April 23, 2001

Characteristics of the Islamic Movement

 

The term ‘Islamic Movement’ (al-Harakah al-Islamiyyah)
conjures up differing images in the minds of the people of today, Muslim and
non-Muslim alike. For some, it is a source of pride and hope; the truest reflection
of the unique Qur’anic generation; the pre-eminent vehicle by which Islam is
to be re-established in this world. For others it is seen as a stubborn block
to progress and freedom; it is labeled as an international terrorist
organization
driving the Muslims farther away from the ‘sacred’ principle of secularism.

In the wake of the downfall of the Ottoman Khilafah,
the Muslim Ummah was reduced to its lowest position since it’s inception some
thirteen centuries ago. This struck a severe blow to both scholars and common-folk
alike. Confusion and despondency was endemic in the down-trodden, fragmented
remains of the state. Out of this rubble emerged the new phoenixes of Islam,
expressed in the thoughts and activities of Imam Hasan al-Banna Shaheed,
the founder of the Muslim Brotherhood (al-Ikhwaan al-Muslimoon), and
Sayyid
Abul ‘Ala Mawdudi, the founder of Jama’at-e-Islami. They managed to re-introduce
the Islamic paradigm in it’s entirety, to a fading community, and thus lay the
foundations of a global Islamic order. Today the same fikr, or thought, connects
Islamists all across the globe, creating a unity of purpose, means and ideas.

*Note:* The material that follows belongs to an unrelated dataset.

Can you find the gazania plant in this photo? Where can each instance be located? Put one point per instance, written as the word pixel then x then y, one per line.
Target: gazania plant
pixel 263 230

The Islamic Movement takes Islam in it’s most comprehensive
and universal expression, as “creed and state, Book and sword, and a way of
life…”. The objectives and some of the characteristics of the Islamic Movement
are explained below.

Objectives

The Islamic Movement seeks to bring about complete
change in the society, taking it from Jahiliyyah (ignorance) to Islam. It is
not merely satisfied with increasing the moral fiber of a few individuals or
groups of people – it strives for a metamorphosis of the very infrastructure
of society; it’s institutions, it’s culture, it’s political order and it’s creed.
These objectives may be broken into the five shown below:

  1. Building the Muslim Individual – to have a strong body; exemplary
    character; cultured thought; to be able to earn; to have deep faith and correct
    worship; to be conscious of time; to be able to benefit others; to be
    organized
    and striving.
  2. Building the Muslim Family – to have righteous parents who
    educate their  children to be brought up Islamically.
  3. Building the Muslim Community – by building the individuals
    and the families, addressing the problems of the society.
  4. Building the Muslim State – by instituting and electing an Islamic social
    and political governance. 
  5. Building the Khilafah – by gathering and unifying the Islamic governments  all around the world.
  6. Witnessing to Mankind – becoming the leader of humanity taking
    it away from the clutches of Shaytaan.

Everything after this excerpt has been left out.